Earlier I called Mark’s gospel surprising. Wouldn’t
you agree that it’s surprising that Jesus’ own disciples, the ones who ought to
see the best, turn out to have big blind spots…?
Another surprising thing is how the greatest wonders
Jesus works aren’t necessarily what we might think. To give sight to a blind
person is a pretty great thing, we’d all agree, but the truth is that no matter
how much Jesus cared about a physical disability like blindness, he had an even
greater concern about spiritual blindness: the inability or even the refusal to
believe. That’s because, for Jesus, believing is seeing. It’s a way of
seeing. In fact, believing is the deepest kind of seeing. The old saying,
“seeing is believing”, couldn’t be more wrong. Seeing is not believing, but
believing is the most profound kind of seeing – as anyone who has come to faith
after a long struggle knows only too well.
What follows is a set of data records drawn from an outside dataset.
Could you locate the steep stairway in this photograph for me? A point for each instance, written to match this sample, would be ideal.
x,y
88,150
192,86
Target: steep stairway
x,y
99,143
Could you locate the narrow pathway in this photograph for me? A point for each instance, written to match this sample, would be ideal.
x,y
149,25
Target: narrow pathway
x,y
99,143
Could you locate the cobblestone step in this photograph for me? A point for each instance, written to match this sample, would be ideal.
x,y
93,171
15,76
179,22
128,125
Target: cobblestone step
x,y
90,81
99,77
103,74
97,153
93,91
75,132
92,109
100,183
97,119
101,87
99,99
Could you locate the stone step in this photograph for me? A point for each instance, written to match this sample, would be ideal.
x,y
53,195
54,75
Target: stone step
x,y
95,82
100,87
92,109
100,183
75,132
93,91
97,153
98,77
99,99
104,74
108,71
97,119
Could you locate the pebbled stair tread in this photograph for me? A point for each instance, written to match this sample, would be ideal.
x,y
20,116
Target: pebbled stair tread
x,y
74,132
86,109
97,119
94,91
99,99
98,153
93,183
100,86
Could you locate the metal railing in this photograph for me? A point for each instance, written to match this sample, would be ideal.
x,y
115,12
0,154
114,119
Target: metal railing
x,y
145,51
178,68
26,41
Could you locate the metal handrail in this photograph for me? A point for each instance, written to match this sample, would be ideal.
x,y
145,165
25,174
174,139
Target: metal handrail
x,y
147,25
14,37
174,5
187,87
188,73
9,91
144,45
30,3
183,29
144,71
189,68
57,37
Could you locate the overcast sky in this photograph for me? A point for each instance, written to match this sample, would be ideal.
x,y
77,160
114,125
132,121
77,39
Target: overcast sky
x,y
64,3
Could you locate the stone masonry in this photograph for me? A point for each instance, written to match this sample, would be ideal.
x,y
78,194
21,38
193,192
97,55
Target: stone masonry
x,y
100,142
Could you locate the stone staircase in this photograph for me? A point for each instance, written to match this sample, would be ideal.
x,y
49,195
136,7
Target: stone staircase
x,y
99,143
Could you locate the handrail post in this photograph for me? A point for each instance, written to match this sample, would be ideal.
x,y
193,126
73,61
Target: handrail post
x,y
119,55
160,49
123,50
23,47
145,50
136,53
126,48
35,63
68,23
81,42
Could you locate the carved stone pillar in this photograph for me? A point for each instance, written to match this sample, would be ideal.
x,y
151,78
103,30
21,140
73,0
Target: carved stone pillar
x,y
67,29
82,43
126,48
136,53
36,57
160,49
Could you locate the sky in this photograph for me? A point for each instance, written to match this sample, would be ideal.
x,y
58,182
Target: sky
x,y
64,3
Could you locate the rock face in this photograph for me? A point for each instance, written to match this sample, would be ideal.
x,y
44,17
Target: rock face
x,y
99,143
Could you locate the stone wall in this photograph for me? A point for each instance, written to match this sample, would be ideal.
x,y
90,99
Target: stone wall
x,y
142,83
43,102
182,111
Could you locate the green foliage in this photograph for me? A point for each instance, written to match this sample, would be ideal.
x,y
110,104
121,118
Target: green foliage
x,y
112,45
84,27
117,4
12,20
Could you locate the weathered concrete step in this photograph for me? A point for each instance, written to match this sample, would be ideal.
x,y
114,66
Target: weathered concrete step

So, my friends, Mark’s gospel may be the shortest of
the four, but we shouldn’t sell it short! There is always more there than meets
the eye. And perhaps the biggest surprise of all is that these stories we’ve
heard so many times are really our stories. The blindness of Peter, James, and
John is our blindness, too. How many times have we, like them, been trapped by
the subtle pull of power or personal gain? And the cry of the blind Bartimaeus,
“Lord, I want to see!” –- isn’t that our cry? Isn’t it one of the deepest
longings of our heart -- to see, to understand, to make sense of so much in life
that seems senseless? And the powerful, healing word of Jesus, “Do not fear.
Your faith can make you well” -– that’s the word he speaks to us over and over
again. If you listen closely you’ll hear him saying it to you in just a few
minutes when you come forward to receive the Eucharist!